Astoria deleted the letters one by one, watching them vanish from the screen, then she set her phone face-down on her desk and pulled up another spreadsheet.

At six o’clock, Gloria appeared in her doorway. “Nancy Ballard called. She wants to see you tomorrow. She said she’ll be in the building for another meeting and asked if you had thirty minutes.”

Nancy Ballard: board member for sixteen years, self-made tech fortune, one of the few people in Astoria’s professional life who’d earned something akin to respect. They weren’t friends—Astoria didn’t have friends—but Nancy had always been direct with her in a way that felt almost like honesty.

“Fine,” Astoria said. “Put her on my calendar.”

Gloria lingered a few beats after the implied dismissal. “You should go home and get some rest.”

“I have work to do.”

“Astoria.” Gloria’s voice softened in a way that made something twist in Astoria’s chest. “Whatever happened, you can’t keep this up. You’re going to burn out.”

For a moment, Astoria almost told her. She almost let the words spill out—I met someone, I let someone in, she left, everyone leaves, Valerie was right about me—but the impulse died as quickly as it rose. What good would it do? Gloria couldn’t fix this; nobody could.

“I’m fine,” Astoria said. She looked up to find Gloria still watching her. “I’ll leave by eight. Promise.”

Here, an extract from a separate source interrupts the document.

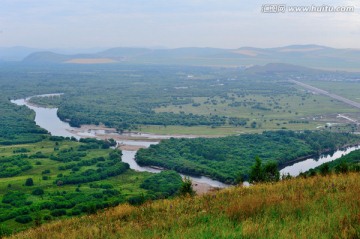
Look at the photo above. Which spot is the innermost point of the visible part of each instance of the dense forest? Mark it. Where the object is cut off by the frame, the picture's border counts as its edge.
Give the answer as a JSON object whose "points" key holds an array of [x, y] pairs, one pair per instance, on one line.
{"points": [[228, 158], [344, 164], [17, 124]]}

She left at ten-thirty, driving home through empty streets to a dark house that still smelled faintly of the lilies she’d thrown out three days ago because they reminded her of Miller’s perfume.

She didn’t cry. She hadn’t cried since Friday night, standing in her living room after Miller’s taillights had disappeared down the driveway. The tears had come then—hot and furious, the kind of crying that left her throat raw and her eyes swollen—and then they’d stopped and nothing she did could make them start again.

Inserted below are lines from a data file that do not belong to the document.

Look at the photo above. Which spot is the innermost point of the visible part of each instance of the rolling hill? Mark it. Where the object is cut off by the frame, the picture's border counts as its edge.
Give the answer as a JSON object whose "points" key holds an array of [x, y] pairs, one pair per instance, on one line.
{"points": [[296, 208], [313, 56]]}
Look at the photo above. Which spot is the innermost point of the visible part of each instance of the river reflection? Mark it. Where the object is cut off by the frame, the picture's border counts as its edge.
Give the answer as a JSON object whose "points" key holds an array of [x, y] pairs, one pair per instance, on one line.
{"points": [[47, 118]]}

The numbness was almost worse. At least tears meant feeling something.

Astoria poured herself a glass of wine, drank half of it standing at the kitchen counter, and went to bed without dinner.

Tomorrow, Nancy Ballard would look at her and see exactly what Gloria saw, what Gerald saw, what everyone who looked closely enough could see: that Astoria Shepry was crumbling apart.

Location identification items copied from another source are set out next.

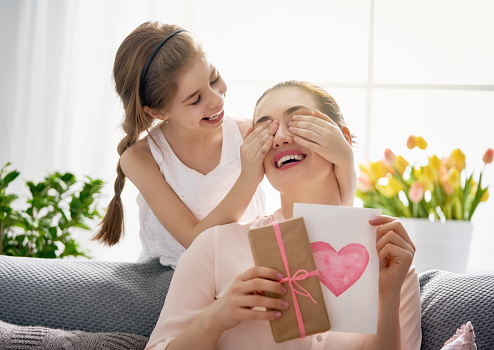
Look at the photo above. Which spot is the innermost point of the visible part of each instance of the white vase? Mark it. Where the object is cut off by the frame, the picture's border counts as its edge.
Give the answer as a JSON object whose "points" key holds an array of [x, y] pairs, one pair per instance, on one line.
{"points": [[443, 246]]}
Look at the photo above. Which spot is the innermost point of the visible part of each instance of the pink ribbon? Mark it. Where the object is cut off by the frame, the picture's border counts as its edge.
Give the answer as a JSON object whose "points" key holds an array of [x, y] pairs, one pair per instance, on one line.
{"points": [[295, 287]]}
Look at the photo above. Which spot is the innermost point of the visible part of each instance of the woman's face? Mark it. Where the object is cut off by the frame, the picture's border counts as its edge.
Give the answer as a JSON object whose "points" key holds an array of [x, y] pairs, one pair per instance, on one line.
{"points": [[198, 103], [288, 165]]}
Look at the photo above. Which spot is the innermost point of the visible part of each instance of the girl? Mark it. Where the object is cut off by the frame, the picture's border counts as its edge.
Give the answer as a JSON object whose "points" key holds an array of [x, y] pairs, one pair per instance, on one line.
{"points": [[193, 153], [214, 300]]}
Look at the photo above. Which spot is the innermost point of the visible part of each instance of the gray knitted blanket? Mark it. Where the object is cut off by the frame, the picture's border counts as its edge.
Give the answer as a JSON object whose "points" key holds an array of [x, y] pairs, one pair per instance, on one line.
{"points": [[36, 338], [80, 295]]}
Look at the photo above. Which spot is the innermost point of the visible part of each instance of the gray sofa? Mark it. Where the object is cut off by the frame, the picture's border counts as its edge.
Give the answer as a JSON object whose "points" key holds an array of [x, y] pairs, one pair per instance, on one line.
{"points": [[74, 304]]}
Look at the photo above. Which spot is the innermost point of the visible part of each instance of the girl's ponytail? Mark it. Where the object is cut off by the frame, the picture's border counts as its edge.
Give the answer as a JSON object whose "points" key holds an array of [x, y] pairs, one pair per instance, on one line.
{"points": [[159, 87]]}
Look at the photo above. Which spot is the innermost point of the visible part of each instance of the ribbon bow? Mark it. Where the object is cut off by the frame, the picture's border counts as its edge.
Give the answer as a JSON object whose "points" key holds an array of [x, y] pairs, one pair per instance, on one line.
{"points": [[295, 287]]}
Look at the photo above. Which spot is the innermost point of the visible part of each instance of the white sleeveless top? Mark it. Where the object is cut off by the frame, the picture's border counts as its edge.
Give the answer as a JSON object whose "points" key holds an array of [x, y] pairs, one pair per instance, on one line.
{"points": [[200, 193]]}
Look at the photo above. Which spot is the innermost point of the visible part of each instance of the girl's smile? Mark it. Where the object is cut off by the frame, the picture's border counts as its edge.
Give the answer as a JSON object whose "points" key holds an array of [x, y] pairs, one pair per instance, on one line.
{"points": [[287, 159], [215, 118]]}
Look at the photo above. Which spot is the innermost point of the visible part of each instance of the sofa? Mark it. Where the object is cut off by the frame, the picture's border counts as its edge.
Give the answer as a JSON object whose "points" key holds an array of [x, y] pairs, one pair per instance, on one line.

She’d have to perform harder, build the walls higher, and become so perfectly controlled that no one could find the cracks.

It was the only way she would survive this.

The next afternoon, Astoria was summoned to the small conference room on the twenty-fourth floor. Nancy Ballard was already waiting when Astoria arrived, standing at the window with her arms crossed and her sleek black hair pulled back in her usual, no-nonsense twist. She turned when Astoria entered, and her eyes did a quick sweep before her expression settled into something guarded.

“Close the door,” Nancy said.

Astoria did, then gestured toward the table. “Gloria said you wanted thirty minutes. I have a call at three, so?—”

“Sit down, Astoria.”

It wasn’t a request. Nancy had built a tech empire from nothing, sold it for nine figures, and spent the last decade serving on boards and funding startups run by women. She didn't tolerate nonsense, and she didn't waste time on pleasantries when something needed to be said.

Astoria complied.

Nancy took the chair across from her, close enough that Astoria couldn’t avoid her gaze. For a long moment, neither of them spoke. Astoria pretended to be interested in the dust motes floating in a sunbeam slanting in through the window.